Influence of the rope effect on the slip curve of laterally loaded, nailed and screwed timber-to-timber connections

Gečys, Tomas / Bader, Thomas K. / Olsson, Anders / Kajėnas, Simonas

Highlights • Contribution of fastener’s axial resistance to lateral strength of connections. • Experimental database of timber-to-timber connections with different types fasteners. • Comparison of experiments with European design model for timber connections.
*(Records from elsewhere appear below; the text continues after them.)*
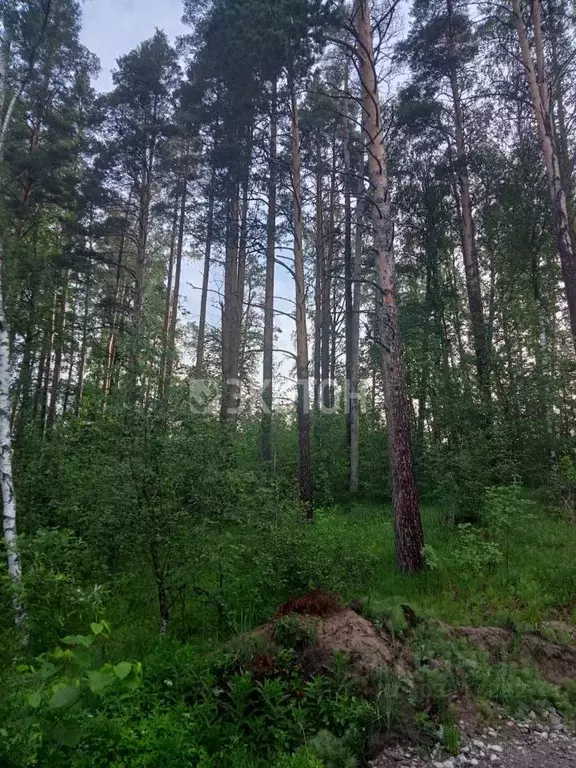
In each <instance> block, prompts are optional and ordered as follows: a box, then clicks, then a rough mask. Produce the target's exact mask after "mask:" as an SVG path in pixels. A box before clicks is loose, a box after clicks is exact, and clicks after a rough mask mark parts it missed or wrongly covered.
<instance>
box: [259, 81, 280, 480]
mask: <svg viewBox="0 0 576 768" xmlns="http://www.w3.org/2000/svg"><path fill="white" fill-rule="evenodd" d="M276 99H277V92H276V81H274V83H273V84H272V104H271V112H270V157H269V161H268V167H269V171H268V174H269V175H268V216H267V220H266V284H265V289H264V340H263V350H264V351H263V360H262V422H261V430H262V461H263V462H264V463H265V464H267V465H270V462H271V461H272V404H273V390H272V377H273V375H274V266H275V262H274V260H275V258H276V252H275V251H276V154H277V116H276V108H277V104H276Z"/></svg>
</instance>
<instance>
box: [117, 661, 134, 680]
mask: <svg viewBox="0 0 576 768" xmlns="http://www.w3.org/2000/svg"><path fill="white" fill-rule="evenodd" d="M114 672H115V674H116V677H118V678H120V680H124V678H125V677H128V675H129V674H130V672H132V664H130V662H128V661H121V662H120V663H119V664H116V666H115V667H114Z"/></svg>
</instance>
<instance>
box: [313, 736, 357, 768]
mask: <svg viewBox="0 0 576 768" xmlns="http://www.w3.org/2000/svg"><path fill="white" fill-rule="evenodd" d="M308 749H309V750H310V751H311V752H312V753H313V754H314V755H316V756H317V757H318V758H319V759H320V763H321V765H324V766H326V768H356V766H357V765H358V763H357V761H356V758H355V757H354V755H352V754H351V753H350V750H349V748H348V747H347V746H346V740H345V739H338V738H336V736H334V734H332V733H330V731H325V730H322V731H319V732H318V733H317V734H316V736H314V738H313V739H311V740H310V741H309V742H308Z"/></svg>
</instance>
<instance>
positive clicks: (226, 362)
mask: <svg viewBox="0 0 576 768" xmlns="http://www.w3.org/2000/svg"><path fill="white" fill-rule="evenodd" d="M233 186H234V188H233V190H232V197H231V198H230V200H229V201H228V221H227V223H226V257H225V264H224V306H223V308H222V395H221V403H220V420H221V421H222V422H227V421H229V420H230V416H231V414H230V413H229V412H228V406H229V402H230V395H229V392H228V389H229V386H230V369H231V355H232V345H233V340H232V336H233V333H234V332H233V322H234V320H233V318H234V309H233V305H234V293H235V290H236V288H237V283H238V229H239V227H238V216H239V208H240V200H239V198H240V185H239V182H238V180H237V179H236V180H235V181H234V185H233Z"/></svg>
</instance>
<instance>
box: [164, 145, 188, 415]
mask: <svg viewBox="0 0 576 768" xmlns="http://www.w3.org/2000/svg"><path fill="white" fill-rule="evenodd" d="M186 153H188V147H187V148H186ZM182 182H183V188H182V196H181V198H180V222H179V224H178V244H177V246H176V263H175V265H174V291H173V293H172V307H171V309H170V327H169V329H168V340H167V341H168V344H167V347H168V349H167V353H166V375H165V377H164V383H163V393H164V399H165V400H166V399H167V398H168V396H169V392H170V384H171V383H172V371H173V370H174V360H175V358H176V326H177V324H178V302H179V300H180V276H181V274H182V251H183V249H184V229H185V225H186V201H187V197H188V165H187V163H186V165H185V168H184V178H183V180H182Z"/></svg>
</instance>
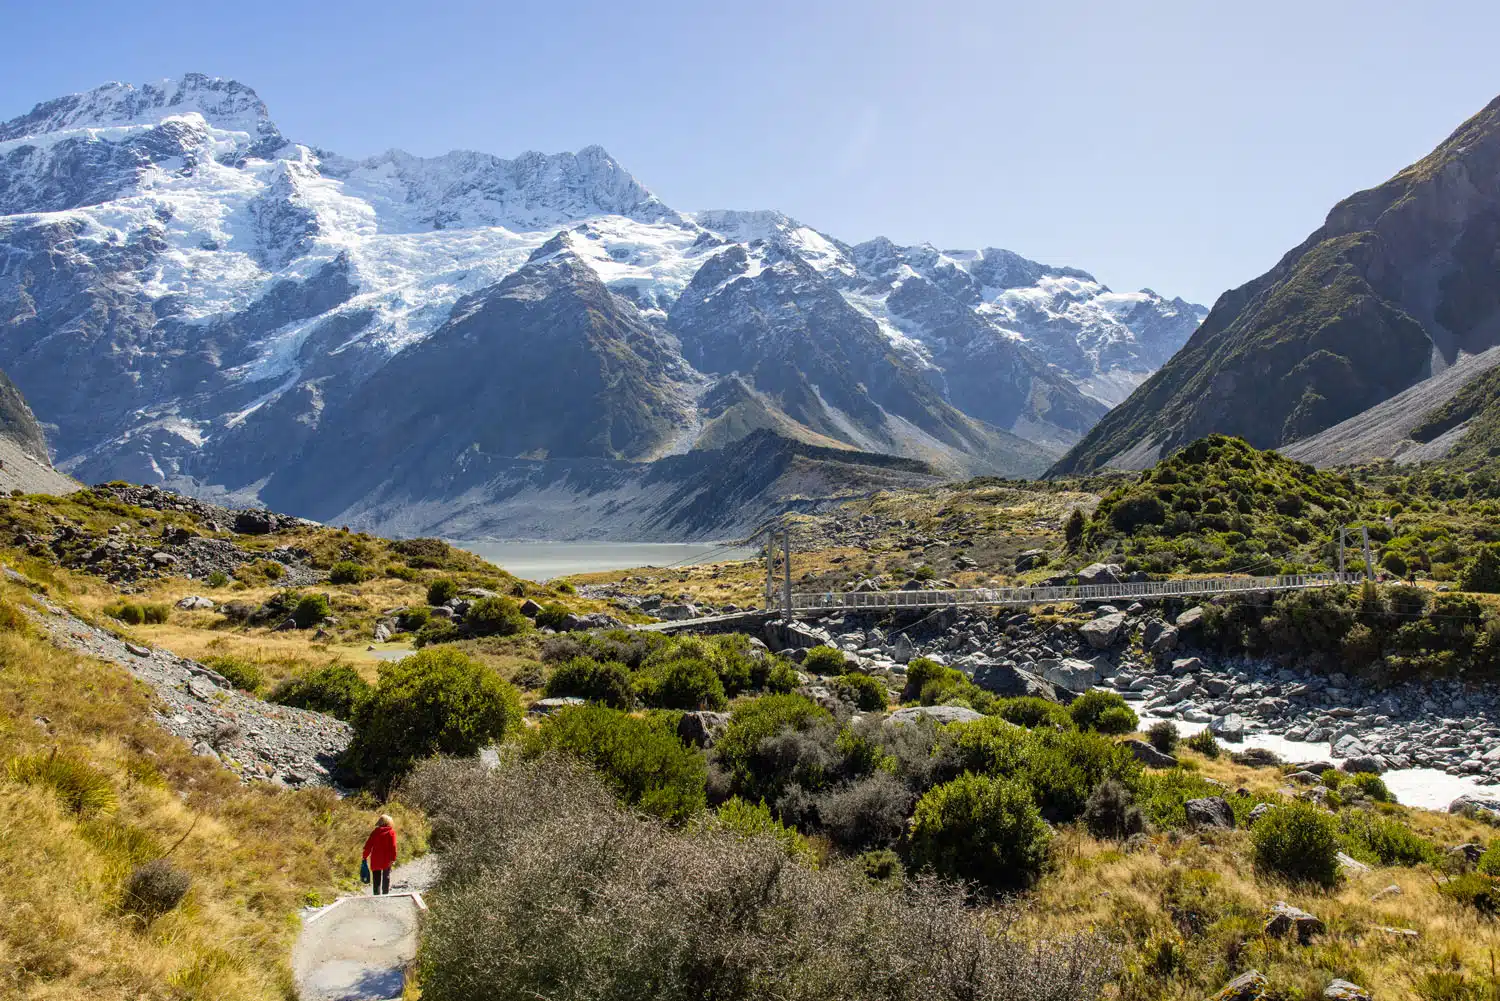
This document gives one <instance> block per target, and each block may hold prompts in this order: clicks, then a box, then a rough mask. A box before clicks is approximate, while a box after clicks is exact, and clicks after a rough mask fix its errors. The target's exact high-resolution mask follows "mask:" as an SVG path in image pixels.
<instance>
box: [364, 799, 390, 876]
mask: <svg viewBox="0 0 1500 1001" xmlns="http://www.w3.org/2000/svg"><path fill="white" fill-rule="evenodd" d="M365 858H369V863H371V891H372V893H390V867H392V866H395V864H396V822H395V821H393V819H390V815H389V813H381V818H380V819H378V821H375V830H372V831H371V836H369V837H366V839H365Z"/></svg>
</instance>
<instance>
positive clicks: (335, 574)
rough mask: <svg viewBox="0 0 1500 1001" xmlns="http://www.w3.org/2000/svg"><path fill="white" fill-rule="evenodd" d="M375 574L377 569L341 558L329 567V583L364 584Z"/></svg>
mask: <svg viewBox="0 0 1500 1001" xmlns="http://www.w3.org/2000/svg"><path fill="white" fill-rule="evenodd" d="M372 576H375V570H372V569H369V567H368V566H362V564H359V563H354V561H353V560H339V561H338V563H335V564H333V566H332V567H329V584H363V582H365V581H368V579H371V578H372Z"/></svg>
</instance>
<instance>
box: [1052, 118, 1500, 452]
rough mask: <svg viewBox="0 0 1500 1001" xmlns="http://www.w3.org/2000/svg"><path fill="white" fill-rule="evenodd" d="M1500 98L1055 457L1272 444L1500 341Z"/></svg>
mask: <svg viewBox="0 0 1500 1001" xmlns="http://www.w3.org/2000/svg"><path fill="white" fill-rule="evenodd" d="M1497 126H1500V101H1496V102H1491V104H1490V105H1487V107H1485V108H1484V111H1481V113H1479V114H1476V116H1475V117H1473V119H1470V120H1469V122H1466V123H1464V125H1463V126H1460V129H1458V131H1457V132H1454V134H1452V135H1451V137H1449V138H1448V140H1446V141H1445V143H1443V144H1442V146H1439V147H1437V149H1436V150H1434V152H1433V153H1431V155H1428V156H1427V158H1424V159H1422V161H1419V162H1416V164H1413V165H1412V167H1409V168H1406V170H1403V171H1401V173H1400V174H1397V176H1395V177H1392V179H1391V180H1388V182H1386V183H1385V185H1380V186H1379V188H1373V189H1370V191H1362V192H1359V194H1356V195H1352V197H1350V198H1346V200H1344V201H1341V203H1340V204H1337V206H1335V207H1334V210H1332V212H1331V213H1329V216H1328V221H1326V222H1325V224H1323V227H1322V228H1319V230H1317V231H1316V233H1313V234H1311V236H1310V237H1308V239H1307V240H1304V242H1302V245H1301V246H1298V248H1296V249H1293V251H1290V252H1289V254H1287V255H1286V257H1283V258H1281V261H1280V263H1278V264H1277V266H1275V267H1274V269H1272V270H1269V272H1268V273H1265V275H1262V276H1260V278H1257V279H1254V281H1253V282H1250V284H1247V285H1242V287H1241V288H1236V290H1232V291H1229V293H1226V294H1224V296H1221V297H1220V300H1218V302H1217V303H1215V306H1214V309H1212V311H1211V312H1209V315H1208V318H1206V320H1205V321H1203V324H1202V326H1200V327H1199V330H1197V332H1196V333H1194V335H1193V338H1191V339H1190V341H1188V344H1187V345H1185V347H1184V348H1182V350H1181V351H1179V353H1178V354H1176V356H1175V357H1173V359H1172V360H1170V362H1169V363H1167V365H1166V366H1163V368H1161V369H1160V371H1158V372H1157V374H1155V375H1154V377H1152V378H1151V380H1148V381H1146V383H1145V384H1142V386H1140V389H1137V390H1136V392H1134V393H1131V396H1130V398H1128V399H1127V401H1125V402H1124V404H1121V405H1119V407H1116V408H1115V410H1113V411H1110V413H1109V414H1106V417H1104V419H1103V420H1101V422H1100V423H1098V425H1097V426H1095V428H1094V429H1092V431H1091V432H1089V434H1088V435H1086V437H1085V438H1083V441H1080V443H1079V444H1077V446H1076V447H1074V449H1073V450H1071V452H1070V453H1068V455H1067V456H1064V458H1062V461H1061V462H1058V465H1056V467H1053V471H1055V473H1058V474H1065V473H1077V471H1088V470H1097V468H1100V467H1104V465H1110V464H1115V465H1122V467H1125V468H1142V467H1143V465H1146V464H1149V462H1152V461H1155V458H1157V456H1160V455H1164V453H1167V452H1170V450H1172V449H1173V447H1178V446H1181V444H1185V443H1188V441H1191V440H1194V438H1197V437H1202V435H1205V434H1211V432H1221V434H1232V435H1239V437H1244V438H1245V440H1247V441H1250V443H1251V444H1256V446H1259V447H1274V446H1280V444H1286V443H1290V441H1295V440H1298V438H1304V437H1307V435H1311V434H1314V432H1317V431H1322V429H1325V428H1329V426H1332V425H1335V423H1338V422H1341V420H1344V419H1347V417H1352V416H1355V414H1358V413H1361V411H1364V410H1368V408H1370V407H1373V405H1376V404H1379V402H1382V401H1385V399H1388V398H1389V396H1392V395H1395V393H1398V392H1400V390H1403V389H1406V387H1409V386H1412V384H1415V383H1418V381H1419V380H1422V378H1425V377H1428V375H1430V374H1431V372H1433V360H1434V357H1440V359H1443V360H1445V362H1449V363H1451V362H1454V360H1455V357H1457V356H1458V353H1461V351H1463V353H1476V351H1481V350H1485V348H1490V347H1494V345H1496V344H1497V330H1500V327H1497V318H1500V291H1497V285H1496V282H1494V246H1496V242H1497V234H1500V128H1497Z"/></svg>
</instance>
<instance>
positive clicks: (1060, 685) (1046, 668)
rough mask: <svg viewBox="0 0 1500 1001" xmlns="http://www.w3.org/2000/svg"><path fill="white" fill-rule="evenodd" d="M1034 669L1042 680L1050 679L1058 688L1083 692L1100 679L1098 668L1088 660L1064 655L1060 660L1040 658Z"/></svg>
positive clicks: (1073, 691) (1046, 679)
mask: <svg viewBox="0 0 1500 1001" xmlns="http://www.w3.org/2000/svg"><path fill="white" fill-rule="evenodd" d="M1037 671H1038V674H1041V677H1043V680H1046V681H1052V683H1053V684H1056V686H1058V687H1061V689H1067V690H1070V692H1076V693H1083V692H1088V690H1089V689H1091V687H1094V686H1095V684H1098V681H1100V669H1098V668H1095V666H1094V665H1092V663H1089V662H1088V660H1077V659H1074V657H1064V659H1062V660H1050V659H1049V660H1040V662H1038V663H1037Z"/></svg>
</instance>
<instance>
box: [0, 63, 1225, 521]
mask: <svg viewBox="0 0 1500 1001" xmlns="http://www.w3.org/2000/svg"><path fill="white" fill-rule="evenodd" d="M0 240H3V242H5V243H6V245H7V248H9V255H7V263H6V266H5V267H3V269H0V303H5V305H0V323H3V324H5V329H6V333H7V336H6V338H3V339H0V366H6V368H7V369H9V371H10V372H12V375H13V377H15V378H17V381H18V383H20V384H21V386H23V387H24V389H26V392H27V396H28V398H30V401H31V404H33V405H34V407H36V408H37V411H39V413H40V414H42V417H43V420H45V422H46V423H48V425H49V426H51V428H54V429H55V431H54V432H52V435H51V447H52V450H54V453H55V458H57V459H58V462H60V465H62V467H63V468H66V470H68V471H72V473H75V474H77V476H80V477H83V479H87V480H107V479H129V480H136V482H147V483H163V485H169V486H172V488H175V489H181V491H186V492H196V494H202V495H208V497H216V498H228V500H234V501H237V503H272V504H273V506H279V507H287V506H288V504H290V503H293V504H299V503H302V500H300V498H305V497H311V495H317V494H320V492H323V491H324V486H326V485H327V483H329V476H327V473H326V471H323V470H321V468H320V462H317V461H315V459H314V456H326V455H336V453H339V449H344V447H354V449H356V455H359V456H362V461H365V462H371V461H375V462H380V461H389V459H392V458H393V456H398V455H405V453H410V450H411V449H419V450H420V452H422V461H423V464H428V465H437V467H443V468H449V467H463V465H465V464H469V462H474V461H478V459H475V456H480V458H481V465H486V468H498V467H496V464H499V465H504V464H510V462H532V461H544V462H553V461H562V462H576V461H585V462H592V461H606V462H613V461H621V459H624V461H636V462H649V461H657V459H661V458H664V456H670V455H679V453H685V452H690V450H694V449H729V447H739V443H741V441H744V440H745V437H747V435H750V434H751V432H754V431H762V429H763V431H772V432H775V434H778V435H784V437H789V438H793V440H796V441H801V443H805V444H808V446H813V447H819V449H820V447H832V449H844V450H849V452H850V458H852V456H853V455H858V453H892V455H900V456H906V458H910V459H916V461H918V462H919V464H926V465H930V467H932V468H936V470H939V471H944V473H947V474H969V473H1002V474H1034V473H1038V471H1041V470H1043V468H1044V467H1046V464H1047V462H1049V461H1050V458H1052V456H1056V455H1058V453H1059V452H1061V450H1062V449H1064V447H1067V446H1068V444H1071V443H1073V441H1076V440H1077V438H1079V437H1080V435H1082V434H1085V432H1086V431H1088V429H1089V426H1092V423H1094V422H1095V420H1097V419H1098V417H1100V416H1101V414H1103V413H1104V410H1106V407H1107V402H1106V401H1109V399H1112V398H1116V396H1118V393H1116V390H1118V389H1119V387H1121V386H1130V384H1134V383H1136V381H1139V380H1140V378H1143V377H1145V374H1146V372H1149V371H1151V368H1154V366H1155V365H1160V357H1164V354H1163V351H1166V350H1167V348H1169V347H1170V344H1172V342H1173V341H1176V342H1181V341H1182V339H1185V338H1187V335H1188V332H1190V330H1191V327H1193V326H1194V324H1196V321H1197V318H1199V315H1200V311H1199V309H1197V308H1194V306H1190V305H1187V303H1182V302H1181V300H1164V299H1161V297H1158V296H1155V294H1154V293H1134V294H1116V293H1110V291H1109V290H1107V288H1104V287H1103V285H1100V284H1098V282H1095V281H1094V279H1092V278H1089V276H1088V275H1086V273H1083V272H1076V270H1073V269H1055V267H1047V266H1041V264H1035V263H1032V261H1026V260H1025V258H1020V257H1017V255H1014V254H1010V252H1004V251H974V252H938V251H933V249H932V248H895V246H894V245H888V242H885V243H880V242H876V243H874V245H862V246H861V248H852V246H849V245H844V243H840V242H837V240H834V239H831V237H826V236H825V234H820V233H817V231H816V230H811V228H810V227H805V225H801V224H798V222H796V221H793V219H789V218H786V216H783V215H780V213H769V212H751V213H744V212H708V213H697V215H696V216H688V215H684V213H679V212H676V210H673V209H670V207H667V206H666V204H664V203H663V201H661V200H660V198H657V197H655V195H654V194H651V192H649V191H648V189H646V188H645V186H642V185H640V183H639V182H637V180H636V179H634V177H631V176H630V174H628V171H625V170H624V168H622V167H619V164H616V162H615V161H613V159H612V158H609V155H607V153H606V152H604V150H601V149H600V147H586V149H583V150H580V152H577V153H561V155H553V156H547V155H541V153H526V155H522V156H519V158H514V159H508V161H507V159H501V158H496V156H489V155H484V153H474V152H455V153H449V155H444V156H438V158H417V156H411V155H408V153H402V152H399V150H392V152H387V153H383V155H378V156H374V158H366V159H351V158H344V156H339V155H336V153H332V152H327V150H323V149H320V147H315V146H306V144H299V143H293V141H288V140H287V138H285V137H282V134H281V132H279V129H278V128H276V125H275V123H273V122H272V119H270V114H269V111H267V108H266V107H264V104H263V102H261V101H260V99H258V98H257V96H255V93H254V92H252V90H251V89H249V87H245V86H243V84H239V83H236V81H223V80H214V78H208V77H202V75H198V74H189V75H186V77H183V78H181V80H175V81H163V83H159V84H148V86H144V87H130V86H126V84H108V86H105V87H101V89H96V90H95V92H90V93H87V95H74V96H69V98H60V99H55V101H49V102H45V104H42V105H37V108H34V110H33V111H31V113H28V114H26V116H21V117H18V119H12V120H10V122H6V123H3V125H0ZM559 240H561V242H562V243H561V245H559V243H558V242H559ZM562 245H565V251H567V257H568V261H570V264H568V266H567V269H564V270H567V273H568V275H570V282H571V290H570V291H568V296H571V297H573V299H571V300H570V302H571V303H573V306H576V308H574V309H571V311H564V312H559V314H556V315H543V314H541V312H537V311H535V309H532V308H531V306H525V305H523V303H529V302H532V300H531V299H529V296H531V293H529V291H523V290H520V288H519V287H517V279H516V276H517V275H519V273H520V272H523V270H526V269H532V266H534V264H535V258H537V255H538V254H541V255H543V257H544V255H546V254H555V252H559V251H561V249H564V248H562ZM532 270H534V269H532ZM507 282H510V284H508V285H507ZM501 290H504V291H501ZM538 294H540V293H538ZM541 299H543V300H544V299H546V294H541ZM556 302H562V300H556ZM481 303H487V306H483V308H481V306H480V305H481ZM505 303H510V305H511V308H501V306H504V305H505ZM522 317H529V318H531V321H532V323H531V326H529V327H526V324H525V323H523V321H522V320H520V318H522ZM507 324H519V326H507ZM523 330H529V333H528V335H526V336H522V332H523ZM730 330H732V332H733V335H732V336H733V339H735V341H736V345H738V347H735V348H733V350H727V348H726V336H727V335H726V333H724V332H730ZM440 335H441V336H440ZM437 344H449V351H446V353H444V351H443V350H440V348H438V347H434V345H437ZM502 345H505V347H502ZM561 345H571V347H570V348H568V350H559V351H553V350H552V348H553V347H558V348H561ZM1167 353H1170V351H1167ZM422 365H428V366H431V368H429V369H428V374H426V377H425V378H413V375H414V372H417V371H419V369H420V366H422ZM475 372H483V374H486V378H474V375H475ZM580 372H585V374H586V372H592V374H594V375H588V377H585V378H583V381H582V383H579V381H577V375H579V374H580ZM492 380H498V381H492ZM507 380H510V381H508V383H507ZM589 380H592V381H589ZM456 386H463V387H465V389H463V392H462V393H456V392H453V390H455V387H456ZM1112 387H1115V389H1112ZM579 389H582V390H583V392H585V396H583V398H579V396H577V390H579ZM522 390H523V392H522ZM1112 393H1116V396H1112ZM465 396H468V399H465ZM484 396H493V398H495V402H493V405H490V404H489V402H486V404H481V405H478V407H474V408H471V407H468V405H466V404H468V402H472V401H474V399H475V398H484ZM377 398H378V402H380V407H377V408H374V410H372V408H371V405H369V404H371V401H374V399H377ZM522 402H525V405H523V407H522ZM362 408H363V410H362ZM517 410H523V411H525V413H523V414H520V416H519V419H517ZM362 413H365V414H366V416H369V414H375V413H386V414H390V416H396V414H404V419H402V420H404V423H399V425H395V423H389V425H381V423H380V422H377V420H363V422H362ZM440 414H441V416H440ZM574 414H577V417H574ZM601 420H603V425H601V423H600V422H601ZM495 422H502V425H496V423H495ZM414 425H420V426H414ZM440 425H441V426H440ZM604 425H607V426H609V432H603V431H601V428H603V426H604ZM356 428H359V434H354V429H356ZM432 449H437V450H438V453H437V455H429V452H428V450H432ZM407 458H408V459H410V458H411V455H408V456H407ZM369 479H372V477H365V480H362V482H368V480H369ZM375 479H378V477H375ZM386 479H389V477H386ZM341 492H342V495H344V497H345V498H347V501H348V503H347V504H344V506H342V507H338V509H336V510H333V509H330V507H329V506H327V504H320V506H318V507H317V510H314V509H312V507H306V506H303V507H293V509H294V510H299V513H308V515H317V516H326V518H333V519H342V521H356V519H357V516H365V518H372V516H374V515H371V513H368V512H374V510H389V506H387V504H384V503H381V500H380V498H377V497H371V495H356V494H351V492H350V491H347V489H345V491H341ZM502 494H505V489H501V488H495V489H490V501H493V503H501V501H499V500H496V498H498V497H499V495H502ZM411 500H413V503H416V504H428V506H429V509H428V510H429V512H431V518H432V519H435V521H426V522H422V524H420V525H417V524H414V525H413V530H417V531H422V530H426V528H429V527H431V525H434V524H437V521H443V518H446V516H447V515H452V513H453V510H456V509H453V507H452V501H453V500H455V498H452V497H443V495H419V497H413V498H411ZM463 504H465V507H466V509H468V507H471V504H472V498H469V500H465V501H463ZM440 509H441V510H440ZM359 512H366V513H365V515H359ZM444 512H446V513H444ZM360 524H362V525H365V527H375V528H380V527H381V525H380V524H375V522H360ZM404 524H411V519H410V518H408V519H404ZM496 524H504V518H499V519H498V521H496Z"/></svg>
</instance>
Abstract Timber-to-timber connections with different types of screws and nails were experimentally investigated with the aim to quantify the contribution of their axial resistance to their slip and their lateral load bearing capacity, which is the so-called rope effect in dowel-type timber connections. Five different types of screws, including partly threaded and double-threaded screws, as well as three types of nails, including smooth round nails, twisted square-sectioned and grooved nails, were used in the experimental investigations in order to cover a broad range of axial resistance of fasteners. Their behavior was tested in single shear and double shear timber-to-timber connections. In addition to connection testing, system and material properties were experimentally determined. This gave input to design equations and allowed for a comparison of the mechanical model in the European design standard for timber structures, Eurocode 5, with experiments. Experiments indicate that the initial slip modulus in the quasi-elastic domain is not influenced by withdrawal capacity of the fastener, while it shows pronounced influence on load-carrying capacity and the nonlinear shape of the slip curve of the connection at larger deformations. Rope effect strongly depends on fastener properties. High axial resistance of fasteners leads to highly non-linear slip curves and design equations tended to underestimate strength including the rope effect up to a displacement limit of 15 mm. Experimentally observed failure modes were well in line with the theoretical failure modes predicted by the design model. The provided experimental results are motivation for improvement of design models and development of analytical and numerical models that account for nonlinear effects in the complex load transfer mechanism.